Students are required to participate in at least one internship, of no less than two months total duration, with an appropriate agency over the course of their degree program. Students can obtain credit for this internship by registering for EEB 5891; each credit of internship will entail a minimum of 42 hours of work per semester or term. No more than 15 credits of internship work will be counted towards the B.S. portion of the proposed B.S./M.S. degree. This internship component is designed to provide students with experience in the practical applications of biodiversity and/or conservation.

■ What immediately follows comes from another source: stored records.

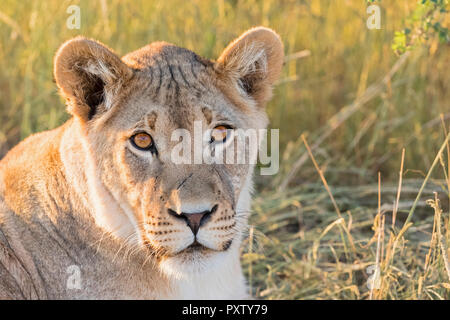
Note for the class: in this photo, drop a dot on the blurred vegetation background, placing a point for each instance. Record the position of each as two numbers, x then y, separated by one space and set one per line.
332 91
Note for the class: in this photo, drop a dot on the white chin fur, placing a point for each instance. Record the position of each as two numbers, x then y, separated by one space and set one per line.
215 276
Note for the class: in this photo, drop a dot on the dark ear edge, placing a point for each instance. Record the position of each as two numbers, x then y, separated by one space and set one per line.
86 73
254 62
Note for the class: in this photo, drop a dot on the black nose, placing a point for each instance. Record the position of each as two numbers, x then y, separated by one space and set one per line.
194 220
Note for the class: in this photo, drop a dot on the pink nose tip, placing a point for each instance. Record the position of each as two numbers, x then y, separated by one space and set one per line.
194 220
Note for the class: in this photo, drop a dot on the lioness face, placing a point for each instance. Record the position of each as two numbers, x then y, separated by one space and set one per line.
133 111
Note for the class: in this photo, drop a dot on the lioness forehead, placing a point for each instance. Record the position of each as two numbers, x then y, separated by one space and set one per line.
174 85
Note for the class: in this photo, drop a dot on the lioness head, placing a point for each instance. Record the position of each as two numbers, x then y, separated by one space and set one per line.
128 109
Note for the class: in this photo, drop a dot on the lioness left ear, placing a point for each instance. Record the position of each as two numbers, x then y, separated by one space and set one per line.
88 75
253 63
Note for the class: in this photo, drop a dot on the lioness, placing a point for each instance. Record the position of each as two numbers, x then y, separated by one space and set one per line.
97 209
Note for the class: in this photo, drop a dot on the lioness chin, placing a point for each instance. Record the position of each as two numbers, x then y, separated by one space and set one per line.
98 209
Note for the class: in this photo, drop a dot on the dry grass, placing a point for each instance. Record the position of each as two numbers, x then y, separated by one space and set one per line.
343 91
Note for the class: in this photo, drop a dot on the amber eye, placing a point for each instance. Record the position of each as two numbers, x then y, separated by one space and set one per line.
219 133
142 141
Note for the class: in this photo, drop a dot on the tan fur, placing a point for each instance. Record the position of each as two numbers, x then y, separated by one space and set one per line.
81 195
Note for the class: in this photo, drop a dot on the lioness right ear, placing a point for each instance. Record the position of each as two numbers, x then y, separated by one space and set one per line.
253 63
87 74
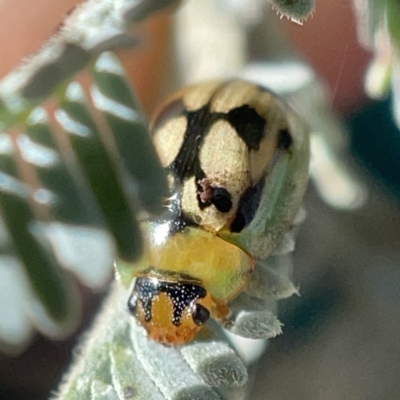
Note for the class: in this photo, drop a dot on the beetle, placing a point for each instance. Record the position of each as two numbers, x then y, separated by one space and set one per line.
236 157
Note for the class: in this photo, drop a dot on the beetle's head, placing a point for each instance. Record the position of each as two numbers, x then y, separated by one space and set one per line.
171 310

Examples of appropriate host agencies in the US or abroad include, but are not limited to:
American Museum of Natural History
Audubon Society, both National and Connecticut offices
Connecticut Department of Environmental Protection
Connecticut State Museum of Natural History
Ecological Society of America
Environmental Protection Agency
National Museum of Natural History
National Park Service
The Nature Conservancy
U.S. Fish and Wildlife Service
U.S. Forest Service
U.S. Geological Survey/Biological Resources Division
World Wildlife Fund
IV. Advisory Committee
Upon entry into the program each student must select a Major Advisor, who will guide them through their degree. Each student’s Advisory Committee is formed after consultation between the student and the Major Advisor. It includes two Associate Advisors. The Major Advisor and at least one Associate Advisor must be members of the Graduate Faculty. One Associate Advisor may be chosen from outside the University in accordance with Graduate School procedures. The advisory committee should be formed during the student’s first semester in the program. Failure to form an Advisory Committee in a timely fashion will provide grounds for removal from the program.
V. Plan of Study
The student must prepare a Plan of Study containing the courses he or she will take to gain mastery of the body of knowledge in the field, including the required or core courses, the elective courses, and the related courses. The student’s Advisory Committee must approve the Plan of Study and three copies with original signatures should be given to the Graduate School. An additional copy should also be given to the Program Coordinator. The Plan of Study should be submitted to the Program Coordinator during the student’s first semester in the program, and submitted to the Graduate School during the first semester after admission as a graduate student. Failure to complete the Plan of Study in a timely fashion will provide grounds for removal from the program.
The student becomes a candidate for the degree of Master of Science once the Plan of Study, approved by the Advisory Committee, has been filed with the Graduate Records Office.
VII. Final Examination
The final examination is taken near the close of the candidate’s period of study, no later than one year after the completion of coursework as contained in the Plan of Study. The internship and research requirement must be satisfied before the final examination can be taken. No fewer than three faculty members, including all members of the candidate’s advisory committee, participate in the oral examination. At minimum, the final exam will consist of questions based on the student’s coursework, research and internship experience, and the application of the acquired knowledge to the student’s proposed career. Students should consult their committee members for additional details.